Parachinar has bled again – eighth time in 2017. What has happened will probably continue to happen until the area is seen for Pakistani citizens residing there rather than for its purported strategic value, which is used for internal politics as well as regional geo-politics. Notwithstanding the well-meaning warning of the Army chief that the twin blasts in Parachinar should not just be seen with the lens of sectarian conflict, lest this encourages more violence and bloodshed – can we possibly detach the acclaimed perpetrators of attacks in Parachinar from the belief system that has been encouraging targeting of people of certain faiths even before 2017?
The popularised divide among militants in categories like state-unfriendly Tehrik-e-Taliban Pakistan; sectarian groups; Afghanistan-focused Taliban; or groups fighting in Kashmir is just imaginary and serves to hide ideological commonalities amongst these various groups engaged at different fronts.
One of the common ideas pertains to suspicion of Shias. This has grown consistently with the evolution of jihadism in the Islamic world. Despite the fact that the internally differentiated Muslim community of Pakistan has existed far more peacefully in relative terms, the sectarian tension has, nonetheless, existed and it has sharpened especially after the 1980s when various foreign states invested in groups with particular ideological bent to further their designs in the war in Afghanistan.
The militants’ ideological framework that bred on religious differences has grown and penetrated not just the population but also state institutions. The ideological push within Pakistan increased as Taliban spread their tentacles in Afghanistan during the 1990s, partly under the umbrella of our state. Despite the end of their government in Afghanistan after the 9/11 attacks, the area where Parachinar is located has been critical to Taliban activities, subjecting it to violence and strife.
While the Shia population in Baluchistan and Gilgit-Baltistan were attacked in the past, Parachinar continues to be a critical target as it is the capital of upper Kurram agency where Shia population dominates as opposed to lower Kurram where Sunnis are in larger number. Although Shias have lived in lower Kurram as well but during the Zia period, like in Gilgit-Baltistan, population displacement was engineered in Kurram to reduce influence of Shia population then considered to be under Iranian influence.

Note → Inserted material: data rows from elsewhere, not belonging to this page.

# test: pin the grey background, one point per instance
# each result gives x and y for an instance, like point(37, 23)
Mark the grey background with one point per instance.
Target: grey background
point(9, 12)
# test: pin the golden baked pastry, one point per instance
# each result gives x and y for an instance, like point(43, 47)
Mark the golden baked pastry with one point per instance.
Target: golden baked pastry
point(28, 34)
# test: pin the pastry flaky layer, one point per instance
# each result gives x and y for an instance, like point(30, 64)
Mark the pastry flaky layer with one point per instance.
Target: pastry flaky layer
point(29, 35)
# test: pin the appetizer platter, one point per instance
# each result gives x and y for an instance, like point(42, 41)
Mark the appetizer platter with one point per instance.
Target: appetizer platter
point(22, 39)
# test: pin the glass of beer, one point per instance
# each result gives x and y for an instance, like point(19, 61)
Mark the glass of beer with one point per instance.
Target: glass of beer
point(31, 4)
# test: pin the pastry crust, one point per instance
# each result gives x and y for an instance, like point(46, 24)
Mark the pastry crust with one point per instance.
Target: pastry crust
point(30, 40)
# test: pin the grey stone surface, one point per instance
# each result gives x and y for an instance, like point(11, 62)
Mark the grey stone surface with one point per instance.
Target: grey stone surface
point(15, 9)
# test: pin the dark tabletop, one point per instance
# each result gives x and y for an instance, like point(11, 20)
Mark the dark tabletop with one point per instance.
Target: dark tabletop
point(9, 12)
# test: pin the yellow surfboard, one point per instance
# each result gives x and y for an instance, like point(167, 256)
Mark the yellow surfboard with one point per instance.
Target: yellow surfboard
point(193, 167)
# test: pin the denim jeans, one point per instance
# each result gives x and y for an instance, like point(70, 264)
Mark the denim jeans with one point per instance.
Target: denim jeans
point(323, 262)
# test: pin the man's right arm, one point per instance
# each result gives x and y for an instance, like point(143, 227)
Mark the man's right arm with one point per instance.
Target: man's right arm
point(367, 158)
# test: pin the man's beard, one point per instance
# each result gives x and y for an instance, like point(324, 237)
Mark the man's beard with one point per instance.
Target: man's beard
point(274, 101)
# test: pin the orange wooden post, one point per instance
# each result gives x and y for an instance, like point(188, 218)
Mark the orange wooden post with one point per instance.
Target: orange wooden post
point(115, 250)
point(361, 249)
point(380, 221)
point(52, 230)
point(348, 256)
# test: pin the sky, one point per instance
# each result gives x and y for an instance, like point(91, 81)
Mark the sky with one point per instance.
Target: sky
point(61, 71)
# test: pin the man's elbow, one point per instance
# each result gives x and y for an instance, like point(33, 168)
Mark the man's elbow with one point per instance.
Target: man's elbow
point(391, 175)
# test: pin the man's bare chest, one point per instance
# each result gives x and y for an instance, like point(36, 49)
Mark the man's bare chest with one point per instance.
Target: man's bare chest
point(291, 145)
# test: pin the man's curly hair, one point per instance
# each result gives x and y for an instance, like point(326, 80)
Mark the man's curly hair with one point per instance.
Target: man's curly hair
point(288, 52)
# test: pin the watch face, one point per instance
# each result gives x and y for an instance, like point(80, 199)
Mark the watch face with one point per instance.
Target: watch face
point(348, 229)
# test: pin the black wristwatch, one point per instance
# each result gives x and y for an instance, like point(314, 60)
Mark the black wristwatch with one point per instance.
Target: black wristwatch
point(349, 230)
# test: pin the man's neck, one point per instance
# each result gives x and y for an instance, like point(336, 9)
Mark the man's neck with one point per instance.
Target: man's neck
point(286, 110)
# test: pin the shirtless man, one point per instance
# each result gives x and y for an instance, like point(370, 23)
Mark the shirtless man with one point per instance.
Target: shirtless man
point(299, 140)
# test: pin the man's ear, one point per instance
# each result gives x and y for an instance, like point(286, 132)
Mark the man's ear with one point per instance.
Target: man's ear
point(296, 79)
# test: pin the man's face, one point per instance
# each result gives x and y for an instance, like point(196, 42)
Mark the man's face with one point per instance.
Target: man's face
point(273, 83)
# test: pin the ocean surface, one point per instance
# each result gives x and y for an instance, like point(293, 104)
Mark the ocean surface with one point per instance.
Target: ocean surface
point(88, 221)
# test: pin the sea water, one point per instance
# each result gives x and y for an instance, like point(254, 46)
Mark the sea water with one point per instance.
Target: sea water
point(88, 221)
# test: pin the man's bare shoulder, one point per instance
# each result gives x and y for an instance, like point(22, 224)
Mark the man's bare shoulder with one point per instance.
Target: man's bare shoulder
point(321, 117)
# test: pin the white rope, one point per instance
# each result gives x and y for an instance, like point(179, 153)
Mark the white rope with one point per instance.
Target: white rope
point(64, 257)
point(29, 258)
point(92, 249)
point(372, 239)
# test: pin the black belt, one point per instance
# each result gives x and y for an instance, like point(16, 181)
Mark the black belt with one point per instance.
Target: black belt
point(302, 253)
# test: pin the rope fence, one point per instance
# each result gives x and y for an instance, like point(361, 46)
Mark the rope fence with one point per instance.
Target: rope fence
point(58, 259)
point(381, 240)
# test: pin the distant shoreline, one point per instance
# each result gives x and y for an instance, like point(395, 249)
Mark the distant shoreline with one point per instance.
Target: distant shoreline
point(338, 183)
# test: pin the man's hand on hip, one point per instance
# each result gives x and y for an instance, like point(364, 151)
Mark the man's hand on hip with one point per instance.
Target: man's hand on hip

Indeed, a number of analysts known for their association with the security establishment have either questioned the loyalty of Shia populace of Parachinar or labeled the past killings in Gilgit-Baltistan as well as the recent attacks in upper Kurram as reaction against increasing Iranian influence. One hopes that these are just instances of poor assessment on the part of a few individuals, and not an institutional bias because such an evaluation is likely to increase violence and result in more bloodshed. Faced with incessant insecurity, the people in upper Kurram, which in this case means the Shia population, will either be forced to migrate from the area – certainly not a good signal – or put up resistance by seeking help from outside and taking recourse to fighting their own battles. Naturally, such a situation will be even more beneficial for the enemies of the state about whom General Qamar Bajwa has talked about.
It is difficult to deny the fact that the Kurram agency is critical in relation to Afghanistan as it is linked to three Afghan provinces – Nangirhar, Khost and Paktia. The Sunni or Taliban inflow during the Zia years had been to facilitate the then mujahideen operations. This facilitated the demographic shift and set the stage for continued influence of militants whose ideology was antithetical to Shiism. As part of fighting the tough war that Pakistan is confronted with, it is essential to not let Taliban and their various friends use the Kurram agency. While every major stakeholder in the Af-Pak region supports their favoured militia, it is the people of Pakistan and Afghanistan who remain the most affected. Cleaning its territory is also necessary for Pakistan to emerge as more than a spoiler in the area. We should also not ignore the threat of a brutal sectarian war that may start in case the victimised population is not protected by the state and has to fall back on providing for its own security. The COAS has indeed done the right thing by removing the suspicious official, Col. Umer, accused of aggrandising the situation further by firing on protestors. The people of Parachinar need sympathy of the state, rather than its anger. Meanwhile, deaths in Parachinar attacks should also not be used for internal realpolitiking.
It is time for exhibiting greater magnanimity and ensuring provision of security for everyone who wants to come and offer their shoulder to the Parachinar people – rather than just a handful of politicians or activists who enjoy confidence of the state.